Lord Stoneham of Droxford
Lord Stoneham of Droxford

It is clear that housing must play a key role in Government policy if we are to build  a stronger economy in a fairer society.

After  several decades of  housing undersupply in the face of growing need and demand, the great danger for  the next 10 years  is another decade of house prices booming in the face of market shortages.

Well designed, sustainable housing  must be high on the Government’s agenda to help get the economy moving and to meet real social need.

The scale of the need is such that we will not be able to depend on small-scale infill or urban sprawl development. One of the great successes of social  policy after the second world war was the development of Garden Cities such as Letchworth, Stevenage and Welwyn. That is why Garden Cities should be looked at again.

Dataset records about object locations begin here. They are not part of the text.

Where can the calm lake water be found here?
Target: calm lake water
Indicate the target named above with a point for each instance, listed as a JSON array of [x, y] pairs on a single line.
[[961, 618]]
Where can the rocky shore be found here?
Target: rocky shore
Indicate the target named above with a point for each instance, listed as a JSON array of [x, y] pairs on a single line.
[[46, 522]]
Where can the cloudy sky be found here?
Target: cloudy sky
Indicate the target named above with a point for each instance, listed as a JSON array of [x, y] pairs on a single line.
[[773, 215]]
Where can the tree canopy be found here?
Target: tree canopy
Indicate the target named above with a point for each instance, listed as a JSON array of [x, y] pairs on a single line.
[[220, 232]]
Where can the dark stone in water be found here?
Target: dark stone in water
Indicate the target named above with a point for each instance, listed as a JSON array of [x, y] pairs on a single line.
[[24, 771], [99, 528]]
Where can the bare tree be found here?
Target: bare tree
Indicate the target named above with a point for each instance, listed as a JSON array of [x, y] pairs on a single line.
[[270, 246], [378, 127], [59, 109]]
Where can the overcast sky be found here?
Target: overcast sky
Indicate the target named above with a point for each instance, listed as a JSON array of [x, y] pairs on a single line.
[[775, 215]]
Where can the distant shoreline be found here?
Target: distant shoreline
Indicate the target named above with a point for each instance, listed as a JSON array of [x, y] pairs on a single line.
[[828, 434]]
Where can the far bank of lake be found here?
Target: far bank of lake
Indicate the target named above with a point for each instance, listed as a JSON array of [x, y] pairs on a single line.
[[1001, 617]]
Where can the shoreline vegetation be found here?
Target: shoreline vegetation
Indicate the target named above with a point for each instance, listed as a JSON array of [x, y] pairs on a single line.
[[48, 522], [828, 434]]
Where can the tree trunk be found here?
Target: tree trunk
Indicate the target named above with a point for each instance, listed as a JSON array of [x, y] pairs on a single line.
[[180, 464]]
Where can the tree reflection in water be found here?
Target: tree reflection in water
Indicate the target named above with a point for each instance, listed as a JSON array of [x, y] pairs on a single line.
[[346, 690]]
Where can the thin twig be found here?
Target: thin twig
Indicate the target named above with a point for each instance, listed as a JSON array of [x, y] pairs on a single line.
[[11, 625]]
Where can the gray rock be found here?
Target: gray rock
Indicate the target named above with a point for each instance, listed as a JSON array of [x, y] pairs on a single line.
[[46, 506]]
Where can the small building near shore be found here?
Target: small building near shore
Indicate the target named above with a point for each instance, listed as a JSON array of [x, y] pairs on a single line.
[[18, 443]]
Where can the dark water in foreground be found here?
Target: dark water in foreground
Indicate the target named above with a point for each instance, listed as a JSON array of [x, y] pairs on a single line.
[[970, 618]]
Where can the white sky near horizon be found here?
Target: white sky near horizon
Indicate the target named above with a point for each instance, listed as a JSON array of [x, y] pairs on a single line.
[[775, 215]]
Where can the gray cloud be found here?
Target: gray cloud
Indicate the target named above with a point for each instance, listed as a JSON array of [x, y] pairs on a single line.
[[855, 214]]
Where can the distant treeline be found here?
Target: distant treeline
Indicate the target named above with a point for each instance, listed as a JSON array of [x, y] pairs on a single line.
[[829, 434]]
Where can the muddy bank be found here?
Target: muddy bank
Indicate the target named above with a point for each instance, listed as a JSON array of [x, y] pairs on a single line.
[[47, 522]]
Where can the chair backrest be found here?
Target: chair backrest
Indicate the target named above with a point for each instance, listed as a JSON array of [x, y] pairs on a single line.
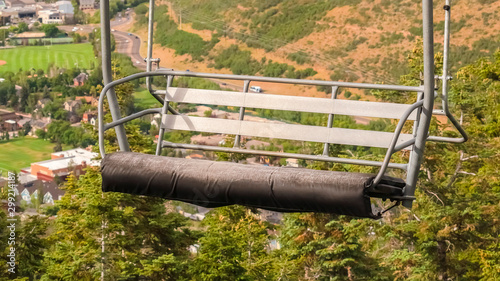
[[281, 130]]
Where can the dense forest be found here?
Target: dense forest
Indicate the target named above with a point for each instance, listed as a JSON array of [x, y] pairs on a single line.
[[451, 233]]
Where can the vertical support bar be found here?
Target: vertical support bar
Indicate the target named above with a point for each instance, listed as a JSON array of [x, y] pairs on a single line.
[[326, 147], [425, 118], [164, 111], [237, 139], [151, 16], [106, 74], [446, 48]]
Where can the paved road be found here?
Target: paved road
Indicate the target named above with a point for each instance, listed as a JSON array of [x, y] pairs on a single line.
[[126, 43], [130, 44]]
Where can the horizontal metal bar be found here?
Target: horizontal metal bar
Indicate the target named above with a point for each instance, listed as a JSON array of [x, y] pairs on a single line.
[[281, 131], [446, 139], [438, 112], [131, 117], [292, 81], [404, 144], [283, 154], [290, 103]]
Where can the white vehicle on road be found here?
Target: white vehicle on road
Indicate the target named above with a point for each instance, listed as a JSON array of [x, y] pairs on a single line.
[[256, 89]]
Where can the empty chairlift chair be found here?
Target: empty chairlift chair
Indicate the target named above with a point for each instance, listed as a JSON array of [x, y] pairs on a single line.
[[285, 189]]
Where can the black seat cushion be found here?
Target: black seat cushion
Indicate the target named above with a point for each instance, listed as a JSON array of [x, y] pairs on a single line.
[[214, 184]]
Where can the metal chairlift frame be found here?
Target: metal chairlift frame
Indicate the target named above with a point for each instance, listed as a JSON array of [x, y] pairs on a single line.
[[424, 105]]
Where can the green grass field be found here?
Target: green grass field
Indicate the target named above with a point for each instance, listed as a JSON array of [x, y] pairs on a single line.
[[19, 153], [39, 57]]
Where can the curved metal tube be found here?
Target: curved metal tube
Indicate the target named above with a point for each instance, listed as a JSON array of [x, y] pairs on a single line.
[[131, 117], [444, 79], [391, 148]]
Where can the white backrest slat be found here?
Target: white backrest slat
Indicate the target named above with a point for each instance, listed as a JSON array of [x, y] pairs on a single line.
[[290, 103], [281, 131]]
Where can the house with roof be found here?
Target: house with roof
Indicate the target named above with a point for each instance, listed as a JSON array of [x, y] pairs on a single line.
[[80, 79], [23, 122], [43, 102], [63, 163], [39, 124], [88, 116], [88, 100], [72, 105], [49, 191], [87, 4], [8, 120]]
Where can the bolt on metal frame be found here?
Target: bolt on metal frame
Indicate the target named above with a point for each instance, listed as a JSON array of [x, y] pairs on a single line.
[[424, 104]]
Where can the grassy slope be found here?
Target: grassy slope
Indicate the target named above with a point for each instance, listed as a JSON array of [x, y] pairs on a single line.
[[39, 57], [19, 153], [144, 99], [366, 40]]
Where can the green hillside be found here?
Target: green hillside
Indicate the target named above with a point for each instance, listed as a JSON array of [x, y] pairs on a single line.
[[341, 40]]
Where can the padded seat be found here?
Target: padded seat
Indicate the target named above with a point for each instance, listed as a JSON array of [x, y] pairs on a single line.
[[214, 184]]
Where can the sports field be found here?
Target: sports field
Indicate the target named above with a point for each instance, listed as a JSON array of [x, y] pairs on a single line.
[[39, 57], [19, 153]]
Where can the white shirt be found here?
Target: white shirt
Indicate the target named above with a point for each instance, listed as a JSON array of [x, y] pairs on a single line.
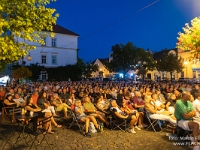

In its Housing Strategy published in November 2011 the Government promised to publish a prospectus of what it expected from local authorities and developers and the contribution the Government could make to get some of these big new developments on the housing agenda.

Obviously these developments won’t happen overnight because  consultation and local support will be paramount. Their design and sustainability will be central too.

But if Garden Cities are to be a realistic option which can make an impact within the next decade we are asking the Government  to publish their  prospectus  as soon as possible and certainly before the autumn, when it will be two years since they committed themselves to do so. That is why the question will be asked in the House of Lords today.

Publication should help to demonstrate that after several decades of neglect the Government is determined to make housing a central element of its plans for economic and social regeneration.